What's the difference between /24 and 255.255.255.0?

They mean the same thing in different notation. '/24' (CIDR) says 'the first 24 bits are the network'. '255.255.255.0' (subnet mask) is the same 24 bits expressed as four octets. Modern config (Linux, Cisco IOS XE, Junos) prefers CIDR; older config sometimes only accepts dotted-decimal mask.

Why are 2 addresses unusable in a typical subnet?

The first address (host bits all zero) is the network address — used in routing tables, can't be assigned to a host. The last address (host bits all one) is the broadcast — packets to it go to every host in the subnet. /31 and /32 are exceptions: /31 (RFC 3021) lets both addresses be hosts for point-to-point links; /32 is a single host route.

What's the wildcard mask?

The bitwise inverse of the subnet mask, used in some Cisco ACL rules. Mask 255.255.255.0 has wildcard 0.0.0.255. The 1-bits in the wildcard are 'don't care'. Used less frequently today (most modern config accepts CIDR directly).

How many hosts can /20 fit?

2^(32-20) = 4096 addresses, of which 4094 are usable. Common sizes: /28 = 14 hosts, /27 = 30, /26 = 62, /25 = 126, /24 = 254, /23 = 510, /22 = 1022, /21 = 2046, /20 = 4094. Memorise these for sizing networks on the fly.
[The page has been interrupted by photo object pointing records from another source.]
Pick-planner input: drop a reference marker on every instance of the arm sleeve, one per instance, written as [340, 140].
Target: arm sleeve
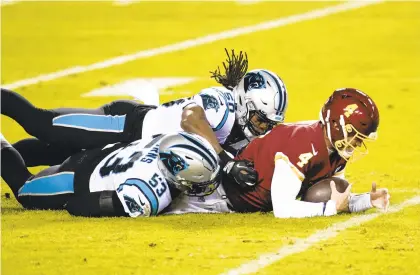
[286, 183]
[340, 174]
[219, 110]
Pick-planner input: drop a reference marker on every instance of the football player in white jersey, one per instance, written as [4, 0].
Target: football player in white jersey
[123, 179]
[248, 105]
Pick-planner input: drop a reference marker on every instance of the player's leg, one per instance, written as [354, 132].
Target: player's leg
[49, 189]
[96, 204]
[13, 169]
[36, 152]
[71, 127]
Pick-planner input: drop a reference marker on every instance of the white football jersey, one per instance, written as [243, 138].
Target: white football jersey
[132, 171]
[218, 104]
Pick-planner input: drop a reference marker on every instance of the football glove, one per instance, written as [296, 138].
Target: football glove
[241, 171]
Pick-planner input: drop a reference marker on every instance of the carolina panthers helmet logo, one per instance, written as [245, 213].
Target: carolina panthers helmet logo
[253, 81]
[132, 205]
[210, 102]
[173, 162]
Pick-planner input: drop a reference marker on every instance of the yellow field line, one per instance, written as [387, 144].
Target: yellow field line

Does this tool support IPv6?

No — IPv4 only. IPv6 CIDR is similar conceptually but the address space is enormous (128-bit) and the typical prefix lengths are different. For IPv6 calculations, dedicated tools handle the math. The same RFC 1918-style 'private' concept doesn't quite apply — IPv6 has unique-local addresses (fc00::/7) instead.

Common use cases

Where the calculator earns its keep.

Designing a home or office network

How many devices fit in a /24? (254). What's the broadcast? How many subnets do I need? The calculator answers these instantly so you can size the network without back-of-envelope math.
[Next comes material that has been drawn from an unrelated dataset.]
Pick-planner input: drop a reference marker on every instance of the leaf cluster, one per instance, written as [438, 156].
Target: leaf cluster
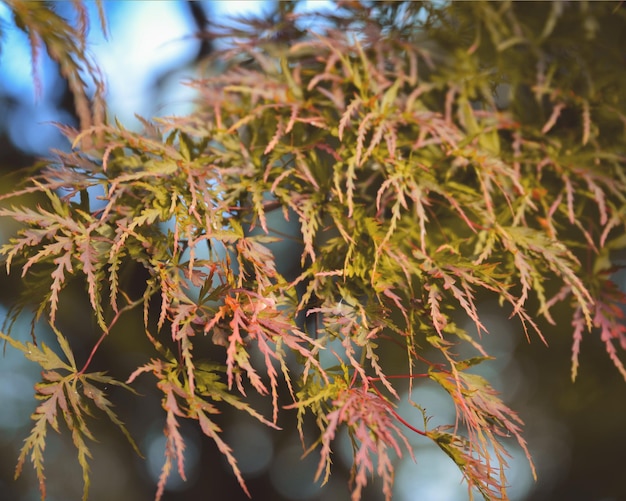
[417, 190]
Writing firewall and NAT rules

iptables and nftables rules need explicit network/mask. Paste the CIDR, copy the network and mask, drop them into the rule. Avoids the off-by-one errors of doing the math by hand.

Reading log entries

When a log shows '10.42.5.180 connecting to 172.31.255.42', a quick check tells you both are RFC 1918 (private). Public addresses warrant different scrutiny.

Cloud VPC sizing

AWS VPC, Azure VNet, GCP VPC all use CIDR. Need a network that fits ~500 hosts? /23 (510 usable) is the right sizing. The calculator confirms before you commit.

Tips and shortcuts

Habits that prevent IP mistakes.

Memorise common prefix sizes

/30 = 2 hosts, /29 = 6, /28 = 14, /27 = 30, /26 = 62, /25 = 126, /24 = 254. These cover almost every real-world subnet you'll size. Going bigger? /23 = 510, /22 = 1022, /16 = 65,534.

Don't allocate /24 when /28 fits

Five servers don't need 254 addresses. Use /28 (14 usable) and reserve the rest for future expansion. Tight subnetting makes routing tables smaller and security policies more precise.

Document the purpose of each subnet

10.0.10.0/24 means little. '10.0.10.0/24 — engineering laptops' means a lot. Subnet allocation drift is a long-tail of operational confusion; documentation pays for itself in the first incident.

Reserve enough for growth

If you have 50 hosts now, a /26 (62 usable) covers it but you'll outgrow it within a year. /24 (254 usable) is overkill. /25 (126 usable) is the right call — comfortable now, doesn't waste address space.